My father was diagnosis with NSCLC with plural effusion. Over the pass 2 years he has gone through carboplatin (1 cycle) > cisplatin + gemcitabin (4 cycle) > alimta (4 cycle) > pembrolizumab (13 cycle)… the disease is now showing progression, with increase fluid and metastatic to neck through lymph node… please advise if there are further chemo treatment or immune treatment that we can give him a try… Can i also check if there are any new drugs coming up or under trial that we can let him to participate? Thanks for helping..

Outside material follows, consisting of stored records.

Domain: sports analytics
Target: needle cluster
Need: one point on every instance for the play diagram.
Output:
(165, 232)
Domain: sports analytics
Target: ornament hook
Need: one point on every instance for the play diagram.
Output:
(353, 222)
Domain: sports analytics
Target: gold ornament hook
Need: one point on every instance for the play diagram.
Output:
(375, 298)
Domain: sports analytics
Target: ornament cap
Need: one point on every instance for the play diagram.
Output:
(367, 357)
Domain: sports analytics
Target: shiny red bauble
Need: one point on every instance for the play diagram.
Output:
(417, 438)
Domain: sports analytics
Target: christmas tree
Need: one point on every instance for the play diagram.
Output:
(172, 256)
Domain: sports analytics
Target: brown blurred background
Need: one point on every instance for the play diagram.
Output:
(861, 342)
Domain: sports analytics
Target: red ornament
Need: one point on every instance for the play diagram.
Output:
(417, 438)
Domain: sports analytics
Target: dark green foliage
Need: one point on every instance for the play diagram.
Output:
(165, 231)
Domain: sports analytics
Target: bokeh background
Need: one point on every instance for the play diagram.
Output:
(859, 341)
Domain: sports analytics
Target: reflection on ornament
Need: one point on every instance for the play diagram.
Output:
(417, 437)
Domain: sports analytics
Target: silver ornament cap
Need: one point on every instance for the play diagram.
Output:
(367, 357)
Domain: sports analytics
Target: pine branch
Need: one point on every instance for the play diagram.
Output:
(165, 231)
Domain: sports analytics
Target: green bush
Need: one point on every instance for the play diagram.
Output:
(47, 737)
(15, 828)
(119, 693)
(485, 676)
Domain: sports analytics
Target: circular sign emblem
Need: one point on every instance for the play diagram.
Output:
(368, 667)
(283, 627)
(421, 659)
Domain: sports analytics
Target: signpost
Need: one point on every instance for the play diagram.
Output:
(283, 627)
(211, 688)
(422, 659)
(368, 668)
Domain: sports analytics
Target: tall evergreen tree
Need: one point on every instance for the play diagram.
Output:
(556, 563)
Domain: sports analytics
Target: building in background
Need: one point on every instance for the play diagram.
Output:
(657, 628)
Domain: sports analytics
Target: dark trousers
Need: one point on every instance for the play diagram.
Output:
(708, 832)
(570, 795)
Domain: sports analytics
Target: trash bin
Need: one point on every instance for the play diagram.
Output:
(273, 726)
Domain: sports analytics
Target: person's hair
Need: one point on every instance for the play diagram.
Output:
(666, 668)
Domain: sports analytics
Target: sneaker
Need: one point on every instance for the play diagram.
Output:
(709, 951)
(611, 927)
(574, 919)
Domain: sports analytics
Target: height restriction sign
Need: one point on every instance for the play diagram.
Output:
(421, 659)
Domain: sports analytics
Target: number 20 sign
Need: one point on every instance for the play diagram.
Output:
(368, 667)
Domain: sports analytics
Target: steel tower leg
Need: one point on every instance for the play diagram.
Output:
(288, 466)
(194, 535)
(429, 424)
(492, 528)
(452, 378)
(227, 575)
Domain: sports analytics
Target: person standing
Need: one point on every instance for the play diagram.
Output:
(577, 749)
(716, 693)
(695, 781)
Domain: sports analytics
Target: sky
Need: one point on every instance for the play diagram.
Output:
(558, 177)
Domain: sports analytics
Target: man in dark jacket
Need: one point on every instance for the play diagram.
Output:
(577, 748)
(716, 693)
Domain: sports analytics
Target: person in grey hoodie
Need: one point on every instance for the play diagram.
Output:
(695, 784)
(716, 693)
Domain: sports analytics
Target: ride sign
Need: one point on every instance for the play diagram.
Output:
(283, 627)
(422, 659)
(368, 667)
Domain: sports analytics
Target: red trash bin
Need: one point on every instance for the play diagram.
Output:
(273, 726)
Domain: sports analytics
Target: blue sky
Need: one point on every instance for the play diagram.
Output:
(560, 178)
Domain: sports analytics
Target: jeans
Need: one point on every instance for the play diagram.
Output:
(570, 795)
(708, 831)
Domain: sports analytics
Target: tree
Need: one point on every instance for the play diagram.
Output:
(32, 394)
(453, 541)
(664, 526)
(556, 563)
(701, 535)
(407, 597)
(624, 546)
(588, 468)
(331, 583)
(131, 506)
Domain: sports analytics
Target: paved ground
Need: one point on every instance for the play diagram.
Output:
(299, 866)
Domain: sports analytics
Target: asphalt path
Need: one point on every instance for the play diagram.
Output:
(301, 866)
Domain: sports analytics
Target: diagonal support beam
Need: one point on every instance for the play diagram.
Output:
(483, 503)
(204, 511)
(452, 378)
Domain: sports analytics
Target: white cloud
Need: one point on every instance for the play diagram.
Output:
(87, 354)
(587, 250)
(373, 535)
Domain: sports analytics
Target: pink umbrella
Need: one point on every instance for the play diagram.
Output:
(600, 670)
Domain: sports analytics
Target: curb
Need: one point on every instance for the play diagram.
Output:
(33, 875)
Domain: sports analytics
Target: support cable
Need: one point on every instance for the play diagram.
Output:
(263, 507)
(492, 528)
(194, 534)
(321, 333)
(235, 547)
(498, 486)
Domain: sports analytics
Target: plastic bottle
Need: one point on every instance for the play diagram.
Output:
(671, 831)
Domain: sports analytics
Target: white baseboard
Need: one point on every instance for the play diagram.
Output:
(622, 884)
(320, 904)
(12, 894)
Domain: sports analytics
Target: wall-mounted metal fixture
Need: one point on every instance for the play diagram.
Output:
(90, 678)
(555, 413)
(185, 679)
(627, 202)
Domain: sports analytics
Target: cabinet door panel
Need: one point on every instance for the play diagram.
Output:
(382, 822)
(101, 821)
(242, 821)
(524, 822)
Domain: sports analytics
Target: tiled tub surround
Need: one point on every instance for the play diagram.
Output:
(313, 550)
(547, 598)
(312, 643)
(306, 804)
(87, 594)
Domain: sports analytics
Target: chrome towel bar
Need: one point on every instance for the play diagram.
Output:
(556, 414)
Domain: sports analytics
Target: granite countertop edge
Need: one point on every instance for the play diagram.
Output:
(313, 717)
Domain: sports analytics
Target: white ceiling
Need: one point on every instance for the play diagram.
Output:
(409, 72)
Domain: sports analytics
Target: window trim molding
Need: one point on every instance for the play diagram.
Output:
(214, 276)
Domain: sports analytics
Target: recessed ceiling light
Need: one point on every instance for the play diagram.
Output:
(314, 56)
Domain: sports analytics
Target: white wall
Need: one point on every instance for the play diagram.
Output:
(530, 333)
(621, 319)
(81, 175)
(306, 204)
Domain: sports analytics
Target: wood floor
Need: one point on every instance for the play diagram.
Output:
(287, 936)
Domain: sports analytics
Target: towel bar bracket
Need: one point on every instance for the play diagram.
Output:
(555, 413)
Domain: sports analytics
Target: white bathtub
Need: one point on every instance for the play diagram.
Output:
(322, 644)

January 6, 2018 at 6:39 am  #1293711    
JimC Forum Moderator
JimC Forum Moderator

Hi narret,

I am sorry to hear of the possible progression of your father’s cancer. I say “possible” because an increase in pleural fluid doesn’t necessarily indicate cancer progression, so it’s more a question of what is going on with the lymph nodes. Lymph nodes can enlarge for a variety of reasons, including common infections. The point is that if he is currently being treated with pembrolizumab, it may be reasonable to continue with that therapy if the evidence of progression is unclear or if the apparent progression is slow. Generally we like to get as much benefit as possible from each line of therapy, and as Dr. West is fond of saying “bad brakes are better than no brakes”. In other words, if a well-tolerated treatment is keeping the cancer under control for the most part, we may want to continue it in the face of slow progression.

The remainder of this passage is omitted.